Vegan Coconut Shortbread

Prep Time15 mins
Cook Time50 mins
Total Time1 hr 5 mins
Course: Dessert
Cuisine: American/British
Servings: 12


  • 1 ½ cups all-purpose flour
  • ½ cup coconut oil
  • ¼ cup coconut milk , cold
  • 1 ¼ cups powdered sugar
  • 1 tbsp pure vanilla extract
  • ¼ tsp salt
  • 1 tsp powdered green cardamom
  • 1 tbsp sugar for dusting shortbread (optional)


  • Mix together the flour, cardamom powder, and salt.
  • Cream together the coconut oil and the powdered sugar with a hand mixer or in a stand mixer until it's soft and fluffy, about two minutes.
  • Add the coconut milk and vanilla and mix well.
  • Add the flour in three batches, mixing well with a spatula after each addition.
  • Cover and refrigerate the dough for 15-30 minutes.
  • Grease an 8 by 8 inch glass baking pan.
  • Place the shortbread dough in the pan.

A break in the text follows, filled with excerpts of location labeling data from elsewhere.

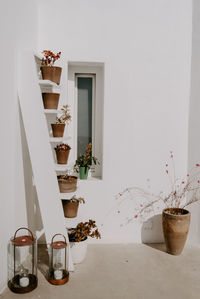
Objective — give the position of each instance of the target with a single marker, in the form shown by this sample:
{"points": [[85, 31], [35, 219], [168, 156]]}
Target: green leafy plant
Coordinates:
{"points": [[84, 230], [86, 160], [49, 58], [65, 115], [77, 199], [62, 147]]}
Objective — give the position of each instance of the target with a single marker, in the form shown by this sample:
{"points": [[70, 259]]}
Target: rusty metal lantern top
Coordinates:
{"points": [[25, 240], [58, 244]]}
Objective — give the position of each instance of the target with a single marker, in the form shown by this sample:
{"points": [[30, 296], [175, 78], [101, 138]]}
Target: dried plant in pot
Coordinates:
{"points": [[59, 127], [48, 70], [50, 100], [67, 183], [175, 217], [84, 162], [62, 153], [78, 239], [70, 207]]}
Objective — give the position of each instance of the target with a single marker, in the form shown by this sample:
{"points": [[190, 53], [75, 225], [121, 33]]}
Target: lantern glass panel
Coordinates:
{"points": [[22, 262]]}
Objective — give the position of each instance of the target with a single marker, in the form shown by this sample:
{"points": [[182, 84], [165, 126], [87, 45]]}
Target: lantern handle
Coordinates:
{"points": [[23, 228], [58, 235]]}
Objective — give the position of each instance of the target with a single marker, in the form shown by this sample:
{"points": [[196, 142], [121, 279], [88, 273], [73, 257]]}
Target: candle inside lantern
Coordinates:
{"points": [[24, 282], [58, 274]]}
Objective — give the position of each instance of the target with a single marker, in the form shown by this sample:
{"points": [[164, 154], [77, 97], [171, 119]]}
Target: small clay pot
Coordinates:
{"points": [[70, 208], [52, 73], [58, 130], [176, 223], [62, 156], [50, 100], [67, 185]]}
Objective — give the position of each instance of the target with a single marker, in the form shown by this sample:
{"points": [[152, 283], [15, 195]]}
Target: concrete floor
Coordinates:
{"points": [[134, 271]]}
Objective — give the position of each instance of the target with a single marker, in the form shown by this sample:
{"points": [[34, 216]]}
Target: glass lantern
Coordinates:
{"points": [[58, 270], [22, 262]]}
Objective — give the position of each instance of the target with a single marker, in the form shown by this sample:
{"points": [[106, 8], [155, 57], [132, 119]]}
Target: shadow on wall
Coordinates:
{"points": [[194, 112], [151, 231], [32, 206]]}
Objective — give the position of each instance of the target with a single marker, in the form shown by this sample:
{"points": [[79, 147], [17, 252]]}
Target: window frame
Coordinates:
{"points": [[93, 76], [86, 69]]}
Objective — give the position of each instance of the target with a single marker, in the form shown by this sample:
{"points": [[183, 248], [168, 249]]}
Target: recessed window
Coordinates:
{"points": [[85, 97], [85, 94]]}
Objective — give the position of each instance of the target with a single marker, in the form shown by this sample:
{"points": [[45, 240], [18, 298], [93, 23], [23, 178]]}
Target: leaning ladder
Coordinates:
{"points": [[40, 149]]}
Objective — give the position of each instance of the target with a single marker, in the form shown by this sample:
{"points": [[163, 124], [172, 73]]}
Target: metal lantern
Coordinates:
{"points": [[22, 262], [58, 273]]}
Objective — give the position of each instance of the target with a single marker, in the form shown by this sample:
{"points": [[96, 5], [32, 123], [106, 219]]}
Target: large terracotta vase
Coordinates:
{"points": [[52, 73], [176, 223], [70, 208]]}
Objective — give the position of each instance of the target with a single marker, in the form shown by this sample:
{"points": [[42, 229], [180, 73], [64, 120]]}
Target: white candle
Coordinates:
{"points": [[58, 274], [24, 282]]}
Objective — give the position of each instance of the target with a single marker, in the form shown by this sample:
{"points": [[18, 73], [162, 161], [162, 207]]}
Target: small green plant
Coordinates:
{"points": [[65, 115], [77, 199], [84, 230], [49, 58], [86, 160], [62, 147]]}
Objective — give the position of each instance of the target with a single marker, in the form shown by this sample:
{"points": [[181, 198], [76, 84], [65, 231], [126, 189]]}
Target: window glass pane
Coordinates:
{"points": [[84, 113]]}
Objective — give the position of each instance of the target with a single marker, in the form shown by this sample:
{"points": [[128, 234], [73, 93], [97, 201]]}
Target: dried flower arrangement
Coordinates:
{"points": [[84, 230], [184, 191], [65, 115], [50, 58], [86, 160], [62, 147]]}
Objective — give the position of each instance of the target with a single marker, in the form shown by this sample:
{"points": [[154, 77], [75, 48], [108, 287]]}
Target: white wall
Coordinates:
{"points": [[146, 48], [194, 120], [18, 29]]}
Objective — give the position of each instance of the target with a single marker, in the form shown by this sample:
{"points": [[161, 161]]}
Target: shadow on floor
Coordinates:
{"points": [[160, 246]]}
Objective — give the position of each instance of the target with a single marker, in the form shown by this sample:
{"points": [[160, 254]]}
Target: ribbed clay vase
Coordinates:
{"points": [[52, 73], [70, 208], [176, 223], [58, 130], [50, 100]]}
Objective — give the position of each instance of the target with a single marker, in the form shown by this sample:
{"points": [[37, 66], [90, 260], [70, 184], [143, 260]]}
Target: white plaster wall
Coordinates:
{"points": [[18, 30], [146, 48]]}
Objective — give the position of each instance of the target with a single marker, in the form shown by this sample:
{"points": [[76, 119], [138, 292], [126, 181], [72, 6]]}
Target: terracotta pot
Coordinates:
{"points": [[58, 130], [52, 73], [78, 251], [67, 185], [62, 156], [50, 100], [83, 173], [70, 208], [176, 223]]}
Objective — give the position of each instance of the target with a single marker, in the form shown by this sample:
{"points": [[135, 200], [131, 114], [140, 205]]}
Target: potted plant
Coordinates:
{"points": [[70, 207], [50, 100], [67, 183], [59, 127], [78, 239], [175, 217], [84, 162], [48, 70], [62, 153]]}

Press with your fingers into an even layer all the way to the corners of the pan.
  • Bake the shortbread in a preheated 300-degree oven for 50 minutes or until it is slightly darker at the edges.
  • Remove to a rack, cool for 10 minutes, and then, using a sharp knife, cut into diamond shapes without going all the way through the shortbread.
  • Cool thoroughly and then separate into diamond shapes.